L’appel est arrivé pendant que je préparais le souper. « Amara, on a besoin de toi à Verner demain matin, » m’a dit mon rédacteur en chef. « Il y a une alerte concernant l’eau potable. Ça semble sérieux. »
Je suis arrivée à Verner juste après l’aube, la petite communauté franco-ontarienne s’éveillant à peine pour affronter sa première journée complète sans eau potable. Le Bureau de santé du district de North Bay-Parry Sound avait émis un avis urgent de « ne pas consommer » l’après-midi précédent, après que des tests de routine aient détecté ce que les responsables ont décrit comme un « contaminant inconnu » dans le système d’eau municipal.
Devant le centre communautaire, le personnel de la Municipalité de Nipissing Ouest distribuait de l’eau embouteillée à une file grandissante de résidents. Parmi eux se trouvait Marie Lachance, 68 ans, qui a vécu à Verner toute sa vie.
« C’est effrayant, » m’a-t-elle confié, en ajustant sa prise sur deux paquets de 24 bouteilles d’eau. « On a déjà eu des avis d’ébullition d’eau, mais jamais quelque chose où on nous dit de ne pas utiliser l’eau du tout. »
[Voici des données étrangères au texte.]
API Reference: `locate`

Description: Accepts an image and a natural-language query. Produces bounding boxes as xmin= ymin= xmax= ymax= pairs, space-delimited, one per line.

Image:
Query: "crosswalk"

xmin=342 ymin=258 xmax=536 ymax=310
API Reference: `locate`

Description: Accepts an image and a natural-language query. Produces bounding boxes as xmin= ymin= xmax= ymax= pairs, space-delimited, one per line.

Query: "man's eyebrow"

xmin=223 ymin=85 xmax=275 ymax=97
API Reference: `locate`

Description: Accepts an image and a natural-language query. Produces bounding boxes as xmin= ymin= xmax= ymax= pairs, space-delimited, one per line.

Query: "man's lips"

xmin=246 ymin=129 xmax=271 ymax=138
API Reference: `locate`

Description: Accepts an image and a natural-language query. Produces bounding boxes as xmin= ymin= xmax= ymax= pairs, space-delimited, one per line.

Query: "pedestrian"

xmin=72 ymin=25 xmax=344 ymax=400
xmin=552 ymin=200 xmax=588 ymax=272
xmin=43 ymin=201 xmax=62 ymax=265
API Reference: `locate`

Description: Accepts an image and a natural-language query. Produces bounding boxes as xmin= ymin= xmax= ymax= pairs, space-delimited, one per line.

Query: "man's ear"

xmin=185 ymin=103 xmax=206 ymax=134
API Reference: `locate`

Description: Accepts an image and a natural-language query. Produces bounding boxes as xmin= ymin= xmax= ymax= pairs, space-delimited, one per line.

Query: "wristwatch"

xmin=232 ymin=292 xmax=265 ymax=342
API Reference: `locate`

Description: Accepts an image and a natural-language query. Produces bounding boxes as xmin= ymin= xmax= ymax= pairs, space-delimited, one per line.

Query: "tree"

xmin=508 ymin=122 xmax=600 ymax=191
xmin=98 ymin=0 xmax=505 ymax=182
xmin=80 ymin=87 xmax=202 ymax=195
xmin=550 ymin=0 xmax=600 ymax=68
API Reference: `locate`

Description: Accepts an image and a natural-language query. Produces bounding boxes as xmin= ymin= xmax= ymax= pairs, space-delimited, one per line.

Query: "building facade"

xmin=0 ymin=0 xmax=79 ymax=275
L’avertissement du bureau de santé était sans équivoque : les résidents connectés au système d’eau municipal de Verner ne devraient pas boire l’eau, ni l’utiliser pour cuisiner, préparer des formules pour nourrissons, se brosser les dents ou laver les fruits et légumes — même l’ébullition ne la rendrait pas sécuritaire.
« C’est plus qu’un inconvénient, c’est inquiétant, » a dit Lachance. « Ils ne nous disent même pas ce qu’il y a dans l’eau. »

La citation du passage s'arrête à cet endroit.